Medo de conhecer a si mesmo
Jonas é o símbolo de alguém que quer permanecer deitado, adormecido, em si mesmo. Alguém que não quer ouvir falar de coisas que podem levar a um encontro consigo mesmo. Seu modo de vida lhe é suficiente. Só mergulha em seus pensamentos, os quais sua razão pode compreender. Foge de sua voz interior, da voz do seu coração.
Quando Deus lhe ordena que vá a Nínive, lugar de seus inimigos, Jonas emudece. Fecha seus ouvidos e toma um rumo em sentido contrário. Ele foge. Ir a Nínive significa ir ao interior de si mesmo, e isso o assusta terrivelmente. Nesse instante, ele simboliza o homem que foge de sua identidade, que foge para não ouvir a si mesmo, que foge porque não quer cumprir sua missão, sua responsabilidade - primeiro para consigo mesmo e, depois, para com o outro.

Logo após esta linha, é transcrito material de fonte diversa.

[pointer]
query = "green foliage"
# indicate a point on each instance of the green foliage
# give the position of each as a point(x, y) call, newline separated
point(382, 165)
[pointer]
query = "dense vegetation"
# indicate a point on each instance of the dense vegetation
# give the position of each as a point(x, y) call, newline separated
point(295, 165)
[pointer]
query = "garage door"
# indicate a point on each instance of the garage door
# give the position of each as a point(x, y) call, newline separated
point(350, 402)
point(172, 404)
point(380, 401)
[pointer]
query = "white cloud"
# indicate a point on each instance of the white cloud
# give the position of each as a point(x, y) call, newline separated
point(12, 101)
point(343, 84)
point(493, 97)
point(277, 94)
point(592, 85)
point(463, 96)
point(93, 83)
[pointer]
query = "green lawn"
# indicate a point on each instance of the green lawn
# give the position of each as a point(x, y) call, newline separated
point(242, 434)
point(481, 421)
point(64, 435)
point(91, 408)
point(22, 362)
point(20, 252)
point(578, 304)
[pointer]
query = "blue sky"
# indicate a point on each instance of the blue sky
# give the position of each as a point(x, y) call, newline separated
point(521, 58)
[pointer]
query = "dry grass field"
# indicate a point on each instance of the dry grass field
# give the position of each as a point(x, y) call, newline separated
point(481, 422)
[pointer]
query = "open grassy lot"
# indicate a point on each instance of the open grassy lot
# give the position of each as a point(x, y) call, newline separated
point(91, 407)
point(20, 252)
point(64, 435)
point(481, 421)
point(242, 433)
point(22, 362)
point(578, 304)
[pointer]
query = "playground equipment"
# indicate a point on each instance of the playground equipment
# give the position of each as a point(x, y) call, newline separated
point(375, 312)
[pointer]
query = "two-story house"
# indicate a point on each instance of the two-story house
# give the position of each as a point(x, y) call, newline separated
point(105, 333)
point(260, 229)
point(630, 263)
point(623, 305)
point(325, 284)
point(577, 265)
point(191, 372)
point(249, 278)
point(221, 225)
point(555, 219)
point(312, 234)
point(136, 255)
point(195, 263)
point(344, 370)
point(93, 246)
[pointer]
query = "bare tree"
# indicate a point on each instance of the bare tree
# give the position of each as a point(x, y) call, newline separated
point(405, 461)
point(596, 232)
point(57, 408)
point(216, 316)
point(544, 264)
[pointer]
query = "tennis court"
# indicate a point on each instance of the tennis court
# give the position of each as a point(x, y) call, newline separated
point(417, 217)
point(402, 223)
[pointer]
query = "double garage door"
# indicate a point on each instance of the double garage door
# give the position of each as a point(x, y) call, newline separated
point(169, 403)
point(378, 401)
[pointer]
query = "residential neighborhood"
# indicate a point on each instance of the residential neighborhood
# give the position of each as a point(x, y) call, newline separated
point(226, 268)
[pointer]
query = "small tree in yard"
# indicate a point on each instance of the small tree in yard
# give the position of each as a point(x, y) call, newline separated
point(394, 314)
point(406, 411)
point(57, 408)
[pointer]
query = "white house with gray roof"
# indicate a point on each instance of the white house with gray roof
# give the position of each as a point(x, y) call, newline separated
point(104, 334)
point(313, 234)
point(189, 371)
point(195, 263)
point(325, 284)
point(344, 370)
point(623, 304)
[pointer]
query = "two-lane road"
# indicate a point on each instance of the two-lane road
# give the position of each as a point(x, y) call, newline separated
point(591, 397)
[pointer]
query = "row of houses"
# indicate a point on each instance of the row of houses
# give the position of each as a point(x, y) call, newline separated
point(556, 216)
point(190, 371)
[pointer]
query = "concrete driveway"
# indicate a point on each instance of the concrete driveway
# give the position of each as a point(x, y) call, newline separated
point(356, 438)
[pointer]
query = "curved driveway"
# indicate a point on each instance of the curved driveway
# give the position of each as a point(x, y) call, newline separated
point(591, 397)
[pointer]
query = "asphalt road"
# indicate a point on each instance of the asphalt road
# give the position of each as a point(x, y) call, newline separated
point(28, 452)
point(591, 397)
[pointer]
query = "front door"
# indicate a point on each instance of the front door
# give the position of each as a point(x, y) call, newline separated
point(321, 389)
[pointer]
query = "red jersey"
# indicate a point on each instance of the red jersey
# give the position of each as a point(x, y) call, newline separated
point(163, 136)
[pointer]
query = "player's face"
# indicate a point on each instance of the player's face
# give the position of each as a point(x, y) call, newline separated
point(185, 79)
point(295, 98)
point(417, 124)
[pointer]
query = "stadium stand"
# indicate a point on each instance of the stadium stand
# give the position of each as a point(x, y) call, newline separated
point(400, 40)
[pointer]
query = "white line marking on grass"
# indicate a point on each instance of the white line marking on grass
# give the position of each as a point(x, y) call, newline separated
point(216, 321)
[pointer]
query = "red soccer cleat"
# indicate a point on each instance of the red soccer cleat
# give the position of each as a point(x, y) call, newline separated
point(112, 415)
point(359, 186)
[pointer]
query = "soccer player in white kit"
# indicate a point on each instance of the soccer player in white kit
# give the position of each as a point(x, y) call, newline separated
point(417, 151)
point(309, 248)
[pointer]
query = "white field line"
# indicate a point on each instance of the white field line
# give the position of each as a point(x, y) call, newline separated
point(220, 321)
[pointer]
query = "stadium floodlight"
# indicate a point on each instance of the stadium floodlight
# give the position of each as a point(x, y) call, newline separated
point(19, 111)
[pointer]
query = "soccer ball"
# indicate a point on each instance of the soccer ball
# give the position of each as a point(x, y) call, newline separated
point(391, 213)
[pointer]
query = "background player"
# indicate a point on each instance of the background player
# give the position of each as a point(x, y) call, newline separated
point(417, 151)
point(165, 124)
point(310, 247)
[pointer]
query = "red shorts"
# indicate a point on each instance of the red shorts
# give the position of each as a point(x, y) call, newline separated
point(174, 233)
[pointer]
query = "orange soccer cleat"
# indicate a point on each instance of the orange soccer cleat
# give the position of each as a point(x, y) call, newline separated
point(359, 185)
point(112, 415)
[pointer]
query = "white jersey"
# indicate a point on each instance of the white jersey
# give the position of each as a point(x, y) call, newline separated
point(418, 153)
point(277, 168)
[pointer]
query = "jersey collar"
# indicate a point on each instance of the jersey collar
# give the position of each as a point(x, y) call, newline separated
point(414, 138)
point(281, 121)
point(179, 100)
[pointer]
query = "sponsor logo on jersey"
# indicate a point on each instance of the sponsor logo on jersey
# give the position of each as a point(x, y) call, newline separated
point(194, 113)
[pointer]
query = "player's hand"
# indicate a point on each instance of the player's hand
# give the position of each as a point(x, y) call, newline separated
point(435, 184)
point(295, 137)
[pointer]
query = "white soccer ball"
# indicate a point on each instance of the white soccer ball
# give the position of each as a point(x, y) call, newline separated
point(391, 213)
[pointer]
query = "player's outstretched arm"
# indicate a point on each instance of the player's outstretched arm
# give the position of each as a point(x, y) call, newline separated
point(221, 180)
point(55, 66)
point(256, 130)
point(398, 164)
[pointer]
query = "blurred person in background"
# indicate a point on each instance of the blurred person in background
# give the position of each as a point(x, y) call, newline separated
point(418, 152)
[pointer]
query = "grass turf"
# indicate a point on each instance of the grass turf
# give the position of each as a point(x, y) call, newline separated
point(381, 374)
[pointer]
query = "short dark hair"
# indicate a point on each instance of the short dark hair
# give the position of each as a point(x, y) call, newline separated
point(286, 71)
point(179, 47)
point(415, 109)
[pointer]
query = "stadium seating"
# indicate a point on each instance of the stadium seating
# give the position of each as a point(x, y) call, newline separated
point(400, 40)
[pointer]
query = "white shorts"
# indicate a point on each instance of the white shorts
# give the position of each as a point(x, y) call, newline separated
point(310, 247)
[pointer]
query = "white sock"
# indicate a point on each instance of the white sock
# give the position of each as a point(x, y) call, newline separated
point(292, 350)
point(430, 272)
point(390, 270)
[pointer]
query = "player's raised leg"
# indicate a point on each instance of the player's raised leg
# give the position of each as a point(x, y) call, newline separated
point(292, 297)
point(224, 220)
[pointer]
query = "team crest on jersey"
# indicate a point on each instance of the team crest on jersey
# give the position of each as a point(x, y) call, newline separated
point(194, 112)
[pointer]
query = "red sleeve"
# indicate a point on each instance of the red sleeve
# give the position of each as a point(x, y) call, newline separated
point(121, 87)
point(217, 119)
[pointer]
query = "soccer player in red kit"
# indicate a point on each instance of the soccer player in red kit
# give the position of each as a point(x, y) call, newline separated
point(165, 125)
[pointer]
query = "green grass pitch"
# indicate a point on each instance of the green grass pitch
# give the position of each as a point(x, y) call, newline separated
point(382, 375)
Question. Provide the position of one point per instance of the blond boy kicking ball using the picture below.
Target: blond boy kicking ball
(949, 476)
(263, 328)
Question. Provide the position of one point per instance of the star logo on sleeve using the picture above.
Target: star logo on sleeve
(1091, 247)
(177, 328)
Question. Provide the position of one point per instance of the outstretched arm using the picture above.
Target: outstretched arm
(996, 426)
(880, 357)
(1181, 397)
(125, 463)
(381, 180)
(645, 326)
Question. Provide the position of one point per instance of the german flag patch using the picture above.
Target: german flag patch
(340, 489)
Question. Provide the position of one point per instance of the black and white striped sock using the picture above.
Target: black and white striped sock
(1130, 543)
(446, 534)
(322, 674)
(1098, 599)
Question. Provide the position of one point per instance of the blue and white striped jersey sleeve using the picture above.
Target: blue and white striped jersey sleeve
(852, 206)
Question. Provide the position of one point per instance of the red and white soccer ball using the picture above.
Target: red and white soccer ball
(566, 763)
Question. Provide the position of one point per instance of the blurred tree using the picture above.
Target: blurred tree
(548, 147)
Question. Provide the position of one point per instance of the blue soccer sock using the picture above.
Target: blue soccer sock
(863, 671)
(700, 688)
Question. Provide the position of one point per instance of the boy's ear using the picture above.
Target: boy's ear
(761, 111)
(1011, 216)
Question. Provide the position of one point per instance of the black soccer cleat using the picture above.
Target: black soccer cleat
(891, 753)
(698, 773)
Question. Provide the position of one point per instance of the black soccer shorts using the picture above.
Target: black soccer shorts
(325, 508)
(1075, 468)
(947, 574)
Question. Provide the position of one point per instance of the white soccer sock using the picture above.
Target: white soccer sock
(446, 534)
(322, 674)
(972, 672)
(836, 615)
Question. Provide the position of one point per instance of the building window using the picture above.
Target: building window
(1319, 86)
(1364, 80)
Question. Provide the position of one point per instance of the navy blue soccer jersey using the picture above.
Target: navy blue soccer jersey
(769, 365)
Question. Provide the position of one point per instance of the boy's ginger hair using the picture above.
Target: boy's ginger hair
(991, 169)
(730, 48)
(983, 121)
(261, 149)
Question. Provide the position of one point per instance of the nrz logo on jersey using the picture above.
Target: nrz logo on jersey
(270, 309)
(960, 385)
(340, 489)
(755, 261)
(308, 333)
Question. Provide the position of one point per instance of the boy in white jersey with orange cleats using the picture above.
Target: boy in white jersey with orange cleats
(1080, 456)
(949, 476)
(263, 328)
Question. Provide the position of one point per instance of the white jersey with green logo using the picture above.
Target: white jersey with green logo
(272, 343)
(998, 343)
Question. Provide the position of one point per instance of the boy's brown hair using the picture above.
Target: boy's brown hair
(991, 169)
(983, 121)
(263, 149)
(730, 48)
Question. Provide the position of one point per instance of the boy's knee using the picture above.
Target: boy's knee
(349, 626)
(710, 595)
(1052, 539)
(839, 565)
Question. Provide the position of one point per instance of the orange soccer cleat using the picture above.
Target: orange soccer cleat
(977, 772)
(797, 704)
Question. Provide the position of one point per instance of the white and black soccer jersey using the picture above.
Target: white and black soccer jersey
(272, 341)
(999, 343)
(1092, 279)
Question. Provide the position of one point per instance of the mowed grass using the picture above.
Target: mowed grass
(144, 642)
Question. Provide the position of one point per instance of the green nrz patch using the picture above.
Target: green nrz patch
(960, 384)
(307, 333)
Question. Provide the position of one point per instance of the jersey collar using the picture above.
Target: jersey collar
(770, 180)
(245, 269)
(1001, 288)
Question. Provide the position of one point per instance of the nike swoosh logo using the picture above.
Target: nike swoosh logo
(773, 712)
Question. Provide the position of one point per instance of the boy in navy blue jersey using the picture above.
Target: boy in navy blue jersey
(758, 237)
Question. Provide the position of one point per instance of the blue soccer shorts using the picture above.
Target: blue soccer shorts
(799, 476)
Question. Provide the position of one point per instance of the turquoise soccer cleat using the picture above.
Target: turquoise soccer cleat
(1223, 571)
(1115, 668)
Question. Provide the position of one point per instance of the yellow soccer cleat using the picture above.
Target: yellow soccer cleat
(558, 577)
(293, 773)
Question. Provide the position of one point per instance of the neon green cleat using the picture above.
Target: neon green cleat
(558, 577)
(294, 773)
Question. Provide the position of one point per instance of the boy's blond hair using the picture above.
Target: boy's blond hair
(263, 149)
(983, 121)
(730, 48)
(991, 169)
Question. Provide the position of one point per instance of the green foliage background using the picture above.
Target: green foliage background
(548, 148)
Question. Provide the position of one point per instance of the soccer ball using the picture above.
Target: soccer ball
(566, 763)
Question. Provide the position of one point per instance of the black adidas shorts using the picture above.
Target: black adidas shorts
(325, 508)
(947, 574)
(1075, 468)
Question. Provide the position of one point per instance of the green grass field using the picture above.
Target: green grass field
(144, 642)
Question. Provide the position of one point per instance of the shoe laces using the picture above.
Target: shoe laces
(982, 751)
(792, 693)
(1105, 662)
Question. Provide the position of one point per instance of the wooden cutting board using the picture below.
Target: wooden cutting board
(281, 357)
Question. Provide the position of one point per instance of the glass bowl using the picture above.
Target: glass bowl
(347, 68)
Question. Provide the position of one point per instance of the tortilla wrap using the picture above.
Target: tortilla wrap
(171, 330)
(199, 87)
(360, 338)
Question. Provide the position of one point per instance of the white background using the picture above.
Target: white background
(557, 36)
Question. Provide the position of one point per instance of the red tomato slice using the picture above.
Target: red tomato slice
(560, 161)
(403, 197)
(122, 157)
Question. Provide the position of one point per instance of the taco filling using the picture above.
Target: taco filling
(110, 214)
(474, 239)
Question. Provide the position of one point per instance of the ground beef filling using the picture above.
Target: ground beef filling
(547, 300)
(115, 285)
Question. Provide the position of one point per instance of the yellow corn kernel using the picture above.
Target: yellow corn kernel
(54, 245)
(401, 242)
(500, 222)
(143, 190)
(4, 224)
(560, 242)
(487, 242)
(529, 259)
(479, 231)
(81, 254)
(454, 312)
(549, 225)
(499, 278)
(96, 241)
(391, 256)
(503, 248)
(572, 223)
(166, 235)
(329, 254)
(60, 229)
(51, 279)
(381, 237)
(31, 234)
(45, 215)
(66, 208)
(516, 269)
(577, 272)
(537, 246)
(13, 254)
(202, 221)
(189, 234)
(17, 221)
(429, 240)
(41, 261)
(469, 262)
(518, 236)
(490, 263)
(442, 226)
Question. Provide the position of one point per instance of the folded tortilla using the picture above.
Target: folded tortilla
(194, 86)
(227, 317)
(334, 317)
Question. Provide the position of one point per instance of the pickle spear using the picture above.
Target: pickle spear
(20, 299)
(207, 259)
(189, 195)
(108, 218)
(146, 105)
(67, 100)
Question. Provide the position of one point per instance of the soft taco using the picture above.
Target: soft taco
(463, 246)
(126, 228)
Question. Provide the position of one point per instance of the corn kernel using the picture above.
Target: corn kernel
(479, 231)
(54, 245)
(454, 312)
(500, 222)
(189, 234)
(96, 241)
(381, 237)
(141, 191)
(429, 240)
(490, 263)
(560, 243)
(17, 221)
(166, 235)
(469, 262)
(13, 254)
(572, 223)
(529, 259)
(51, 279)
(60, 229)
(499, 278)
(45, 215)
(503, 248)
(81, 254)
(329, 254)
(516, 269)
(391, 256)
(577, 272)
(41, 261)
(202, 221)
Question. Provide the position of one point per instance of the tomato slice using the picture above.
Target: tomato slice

Quando fugimos de nós mesmos para não nos enfrentarmos, quando insistimos em pegar desvios e atalhos, afetamos não apenas a nós mesmos mas também aos que estão ao nosso redor, frequentemnte pessoas que nos querem muito bem.
Jonas foi o responsável por aquela grande tempestade que acometia a tripulação do navio. Mas estranhamente, enquanto as pessoas angustiavam, choravam, sentiam medo e pavor, ele conseguiu dormir um sono profundo. Parecia um ser atemporal, impenetrável. Parafraseando o título da obra do escritor tcheco Milam Kundera, naquela situação, o profeta fazia transparecer, abusivamente, uma insuportável leveza do ser. E não é tarefa fácil caminhar ao lado de pessoas que desenvolveram essa insustentável leveza de ser.
É assim conosco também. Quando não encaramos nossas tempestades interiores, elas refletem em nossas relações mais íntimas, em nosso mundo exterior. Não ser verdadeiro, fugir de nossa missão, não escutar nossa voz mais profunda - a voz do coração - traz consequências graves para o outro.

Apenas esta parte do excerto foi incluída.